Je connais Hélène Mooren depuis de nombreuses années et je suis son travail avec intérêt. Mon écriture a même rencontré ses recherches sur la couleur en 1983 où elle et moi nous avons fait une performance au Théâtre National de Chaillot à Paris au cours de laquelle elle montrait ses « Etendoirs ».
Née au Brésil, après avoir vécu aux pays Bas, elle s’est installée en France, d’abord en Provence puis en Ile de France.
Ces déplacements biographiques m’ont toujours semblés inséparables de sa quête Couleur/Lumière comme de son inscription dans l’art contemporain.

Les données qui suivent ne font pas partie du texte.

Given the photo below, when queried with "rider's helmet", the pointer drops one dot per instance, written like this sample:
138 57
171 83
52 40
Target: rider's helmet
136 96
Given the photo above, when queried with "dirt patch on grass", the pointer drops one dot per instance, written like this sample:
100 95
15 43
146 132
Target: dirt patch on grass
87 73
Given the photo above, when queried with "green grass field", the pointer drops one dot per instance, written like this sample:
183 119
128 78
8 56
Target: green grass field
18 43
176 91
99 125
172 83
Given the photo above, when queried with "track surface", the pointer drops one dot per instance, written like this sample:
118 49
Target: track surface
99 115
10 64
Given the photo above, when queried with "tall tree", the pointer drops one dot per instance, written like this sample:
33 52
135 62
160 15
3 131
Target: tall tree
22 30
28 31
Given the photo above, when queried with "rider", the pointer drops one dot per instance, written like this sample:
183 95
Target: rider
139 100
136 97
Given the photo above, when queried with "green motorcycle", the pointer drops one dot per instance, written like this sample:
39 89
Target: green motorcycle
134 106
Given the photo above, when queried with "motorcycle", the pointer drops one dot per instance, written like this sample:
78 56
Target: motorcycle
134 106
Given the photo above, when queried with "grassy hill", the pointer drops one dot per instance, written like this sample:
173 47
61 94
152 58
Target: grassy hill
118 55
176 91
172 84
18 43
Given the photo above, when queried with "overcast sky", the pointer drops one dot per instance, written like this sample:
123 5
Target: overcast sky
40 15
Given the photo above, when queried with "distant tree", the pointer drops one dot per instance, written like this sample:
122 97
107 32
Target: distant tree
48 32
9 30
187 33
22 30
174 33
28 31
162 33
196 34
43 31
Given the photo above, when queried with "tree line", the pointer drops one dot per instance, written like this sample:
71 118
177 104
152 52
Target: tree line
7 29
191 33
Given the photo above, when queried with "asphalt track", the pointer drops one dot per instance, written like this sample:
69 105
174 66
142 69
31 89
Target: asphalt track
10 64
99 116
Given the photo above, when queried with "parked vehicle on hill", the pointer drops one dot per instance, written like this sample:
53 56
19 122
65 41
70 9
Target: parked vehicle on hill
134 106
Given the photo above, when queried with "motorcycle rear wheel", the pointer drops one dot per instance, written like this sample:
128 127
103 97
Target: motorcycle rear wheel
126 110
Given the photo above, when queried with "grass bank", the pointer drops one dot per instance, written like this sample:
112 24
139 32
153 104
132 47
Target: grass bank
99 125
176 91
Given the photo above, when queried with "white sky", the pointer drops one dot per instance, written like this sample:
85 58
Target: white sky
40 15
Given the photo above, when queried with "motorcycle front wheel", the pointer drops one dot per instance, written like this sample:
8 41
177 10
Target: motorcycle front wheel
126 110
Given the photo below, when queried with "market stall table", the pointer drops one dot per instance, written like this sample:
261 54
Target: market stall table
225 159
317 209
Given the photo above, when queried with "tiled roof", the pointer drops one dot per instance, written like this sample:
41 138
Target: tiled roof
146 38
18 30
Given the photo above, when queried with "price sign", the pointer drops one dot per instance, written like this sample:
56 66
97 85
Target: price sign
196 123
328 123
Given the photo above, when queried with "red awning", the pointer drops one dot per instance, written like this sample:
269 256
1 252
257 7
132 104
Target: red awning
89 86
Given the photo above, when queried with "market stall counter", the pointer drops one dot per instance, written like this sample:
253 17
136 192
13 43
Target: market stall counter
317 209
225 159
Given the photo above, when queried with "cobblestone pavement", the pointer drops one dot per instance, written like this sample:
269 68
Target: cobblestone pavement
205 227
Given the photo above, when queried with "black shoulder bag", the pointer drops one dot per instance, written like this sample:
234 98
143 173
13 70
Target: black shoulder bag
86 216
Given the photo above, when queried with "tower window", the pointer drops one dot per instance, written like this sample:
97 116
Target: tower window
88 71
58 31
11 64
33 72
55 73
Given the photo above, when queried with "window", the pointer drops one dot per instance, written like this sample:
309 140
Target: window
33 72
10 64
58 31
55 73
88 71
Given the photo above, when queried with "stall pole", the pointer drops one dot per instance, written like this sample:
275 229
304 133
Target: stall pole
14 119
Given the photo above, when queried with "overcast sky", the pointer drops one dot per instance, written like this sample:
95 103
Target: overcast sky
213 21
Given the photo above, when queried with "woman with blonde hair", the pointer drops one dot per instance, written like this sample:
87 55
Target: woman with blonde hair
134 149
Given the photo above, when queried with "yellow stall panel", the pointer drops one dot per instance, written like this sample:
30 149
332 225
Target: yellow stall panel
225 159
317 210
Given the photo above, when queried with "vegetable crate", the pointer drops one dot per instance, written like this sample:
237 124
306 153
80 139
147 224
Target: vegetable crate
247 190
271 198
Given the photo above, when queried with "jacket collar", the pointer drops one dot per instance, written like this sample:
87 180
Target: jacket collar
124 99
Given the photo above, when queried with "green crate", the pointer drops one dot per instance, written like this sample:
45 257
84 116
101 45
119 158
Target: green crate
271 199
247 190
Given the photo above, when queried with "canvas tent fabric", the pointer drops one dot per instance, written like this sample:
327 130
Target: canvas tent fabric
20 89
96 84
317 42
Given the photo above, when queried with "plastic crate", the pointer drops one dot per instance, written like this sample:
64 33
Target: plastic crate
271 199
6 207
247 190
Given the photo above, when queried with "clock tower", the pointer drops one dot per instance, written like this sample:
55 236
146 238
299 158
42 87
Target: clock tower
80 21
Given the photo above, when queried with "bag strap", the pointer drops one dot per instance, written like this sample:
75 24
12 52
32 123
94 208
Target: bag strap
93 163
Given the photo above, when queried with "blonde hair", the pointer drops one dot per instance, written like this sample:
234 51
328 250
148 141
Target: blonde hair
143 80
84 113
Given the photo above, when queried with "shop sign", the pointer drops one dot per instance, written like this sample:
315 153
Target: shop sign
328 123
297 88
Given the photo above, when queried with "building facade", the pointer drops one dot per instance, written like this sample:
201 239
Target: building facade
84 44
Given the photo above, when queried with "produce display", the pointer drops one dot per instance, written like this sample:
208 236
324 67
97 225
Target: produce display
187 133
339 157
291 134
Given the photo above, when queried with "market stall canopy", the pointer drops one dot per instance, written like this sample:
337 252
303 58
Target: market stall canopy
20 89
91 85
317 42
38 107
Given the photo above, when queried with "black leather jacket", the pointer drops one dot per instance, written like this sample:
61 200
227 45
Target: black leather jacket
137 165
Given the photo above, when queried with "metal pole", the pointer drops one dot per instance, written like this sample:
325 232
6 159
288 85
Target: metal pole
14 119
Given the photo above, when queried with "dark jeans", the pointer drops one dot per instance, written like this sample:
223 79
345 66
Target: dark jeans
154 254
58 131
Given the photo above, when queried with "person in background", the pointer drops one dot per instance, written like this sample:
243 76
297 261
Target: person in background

Hélène Mooren peintre abstrait ?
Comme son ainée Etel Adnan, l’effet immatériel de la nature est au centre de ses préoccupations.
Dans ses toiles cataloguées abstraites s’agitent avec lenteur des paysages renversés (comme on renverse un verre sur une table et contemple l’immobilité frémissante d’un liquide qui ne peut plus être bu).
L’abstrait renvoie au plus concret de l’expérience visuelle.
Un vent traverse du ciel. Une soupe de nuages. Et sous ces ciels, dans un corps assigné à une identité sexuelle, la traversée du corps artiste où s’articule l’archaïque féminin…
Parlant de la peinture hollandaise, Claudel évoquait « une réalité en train de disparaître et partout déjà en mal de sa propre image… ». Cette formule me semble parfaitement adaptée aux déplacements d’Hélène Mooren qui, passant d’une lumière à une autre traque quelque chose de l’ordre de la disparition.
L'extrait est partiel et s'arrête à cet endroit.